Until recently, Russian art was defined by the binary opposition between the official and unofficial. In the former USSR, the official Artists Union monopolised representation. Its members were obliged to create imagery which, in the tradition of socialist realism, was dictated by state ideology and could serve as political propaganda. Other artists had no place in Soviet culture. There were no alternative academies, galleries, collectors or magazines to support their work. They had to form their own groups of friends and independent intellectual communities, meeting in private 'Rooms' outside the supervision of the state. For them, being an artist was an attitude to life, and the only way to create a personal existence outside official society.

Since the advent of 'Perestroika' at the end of the 80s, Russian artists have been free to leave their country and to connect to the Western tradition of art, from which they had been completely cut off. Like so many young Russian artists, Andrei Roiter travelled abroad. He stayed and worked in Brussels, Rome, Cologne and San Francisco, eventually coming to live, alternately, in New York and Amsterdam. For him, being an artist has become a nomadic way of life. Roiter has deliberately chosen not to be an immigrant, but a migrant, a tourist. Switching from one place to another, he avoids settling down. In being a permanent stranger, he attempts to escape any fixed identity. Roiter's urge to keep moving is a response to the need for self-reflection following the disruption of Soviet culture. It is meant as a comment on a specific inertia. His wanderlust is rooted in a local situation of 'post-official' art, and therefore should not be confused with the nomadic condition that has been described as the essence of postmodernism in the West.

Roiter's oeuvre is an index of what he calls his 'tourism'. The way he installed his work at the gallery was as if he had temporarily pitched camp in the space. A knapsack, filled only with paper chains, dangles from some branches. Entitled My Journey (all works 1995), it celebrates travelling as a liberating experience of weightlessness. Working with driftwood and found materials, the camper put together furniture - such as a little desk with books, to which he gave new titles. He also built a small one-person cabin with a peep-hole, which could serve as a mobile home, but also provide him with a vantage point from which the world could be viewed in safety. The portable cabin indicates that being a tourist also implies being a spectator: Roiter prefers to keep his distance.

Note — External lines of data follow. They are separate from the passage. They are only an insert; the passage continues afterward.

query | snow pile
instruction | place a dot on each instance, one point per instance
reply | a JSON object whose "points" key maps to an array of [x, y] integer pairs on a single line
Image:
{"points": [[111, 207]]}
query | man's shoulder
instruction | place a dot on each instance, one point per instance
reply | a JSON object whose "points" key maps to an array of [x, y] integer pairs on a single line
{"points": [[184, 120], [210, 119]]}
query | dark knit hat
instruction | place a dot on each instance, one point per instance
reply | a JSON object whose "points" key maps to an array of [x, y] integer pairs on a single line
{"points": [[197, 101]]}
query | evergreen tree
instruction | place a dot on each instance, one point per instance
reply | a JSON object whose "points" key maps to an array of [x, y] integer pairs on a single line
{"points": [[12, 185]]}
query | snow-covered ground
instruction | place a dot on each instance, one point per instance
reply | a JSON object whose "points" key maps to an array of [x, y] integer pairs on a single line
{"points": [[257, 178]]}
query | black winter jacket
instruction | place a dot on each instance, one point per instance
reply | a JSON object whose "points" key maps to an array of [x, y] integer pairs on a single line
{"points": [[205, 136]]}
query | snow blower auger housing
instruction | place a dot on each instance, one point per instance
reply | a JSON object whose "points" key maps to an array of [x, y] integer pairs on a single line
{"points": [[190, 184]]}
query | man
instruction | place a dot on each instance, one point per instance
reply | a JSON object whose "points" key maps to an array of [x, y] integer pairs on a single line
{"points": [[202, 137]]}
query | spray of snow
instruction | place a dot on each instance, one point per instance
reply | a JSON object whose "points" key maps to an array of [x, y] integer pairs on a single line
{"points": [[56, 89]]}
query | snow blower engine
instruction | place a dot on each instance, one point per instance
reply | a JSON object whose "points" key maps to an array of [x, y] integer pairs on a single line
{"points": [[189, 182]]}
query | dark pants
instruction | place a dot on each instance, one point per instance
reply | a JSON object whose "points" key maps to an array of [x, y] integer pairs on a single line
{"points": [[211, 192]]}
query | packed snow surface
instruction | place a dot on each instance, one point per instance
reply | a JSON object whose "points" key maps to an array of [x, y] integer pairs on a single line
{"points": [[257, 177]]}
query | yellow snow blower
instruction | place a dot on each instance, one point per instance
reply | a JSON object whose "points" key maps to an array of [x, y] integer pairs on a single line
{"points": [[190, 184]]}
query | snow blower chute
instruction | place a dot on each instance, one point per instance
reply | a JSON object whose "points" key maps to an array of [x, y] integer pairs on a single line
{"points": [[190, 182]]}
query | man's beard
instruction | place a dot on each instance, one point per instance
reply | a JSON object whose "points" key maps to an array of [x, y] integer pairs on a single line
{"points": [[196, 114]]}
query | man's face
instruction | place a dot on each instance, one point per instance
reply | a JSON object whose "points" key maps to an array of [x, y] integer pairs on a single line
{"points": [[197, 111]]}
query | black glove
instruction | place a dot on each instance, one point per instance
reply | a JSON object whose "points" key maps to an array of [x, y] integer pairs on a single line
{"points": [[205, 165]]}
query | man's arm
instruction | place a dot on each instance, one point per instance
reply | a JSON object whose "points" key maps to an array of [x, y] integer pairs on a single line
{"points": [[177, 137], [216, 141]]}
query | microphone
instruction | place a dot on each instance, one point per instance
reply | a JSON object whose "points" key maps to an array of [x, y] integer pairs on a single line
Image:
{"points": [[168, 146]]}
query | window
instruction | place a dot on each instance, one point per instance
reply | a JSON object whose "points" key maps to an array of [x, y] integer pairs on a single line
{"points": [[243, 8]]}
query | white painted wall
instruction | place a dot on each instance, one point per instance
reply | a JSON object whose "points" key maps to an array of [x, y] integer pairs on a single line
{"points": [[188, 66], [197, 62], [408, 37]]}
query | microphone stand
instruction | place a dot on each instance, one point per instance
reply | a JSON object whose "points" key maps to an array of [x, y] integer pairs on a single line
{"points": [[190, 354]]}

The notebook, diary and camera, recurrent motives in Roiter's oeuvre, are attributes of a tourist too. This small exhibition is full of notebooks, but the viewer has no access to their content - they are closed, or consist of just a cover. Presented as private documents, the titles of these works, My Notebook or Self, for example, refer to the necessity of being able to form an individual identity and to write a personal history, as opposed to the collective identity and official history which Soviet censorship imposed. Roiter therefore refrains from filling the notebooks, and has left the labels on the covers blank. The only book that can be looked into is an artist's book in which Roiter has included, in addition to his pictures, blank pages for the readers to make their own notes. Just as the camera, the notebook or diary represent communication and all its associations with the censorship and propaganda of Roiter's past, these are now used as symbols of freedom of expression. Labouring an abstract concept, the notebook, however, runs the risk of becoming an empty sign.

Roiter's desire for dislocation follows on from his utopian hopes for the possibility of permanent change and self-transformation. My Revolution Self is written on a sign, placed in the centre of exhibition. Roiter's proclaimed chameleon-like attitude, however, is in conflict with the works that he produces. His imagery is based on a consistent vocabulary that is relatively easy to identify. Though Roiter's tourism-as-a-way-of-life functions as a significant critique of the communist system of art, he has apparently not been interested in maintaining a critical distance from the capitalist system, into which his works have slotted perfectly. It seems difficult to reconcile the role of 'tourist' with the fact that Roiter was amongst the very first Russian artists to become commercially successful in the Western art market.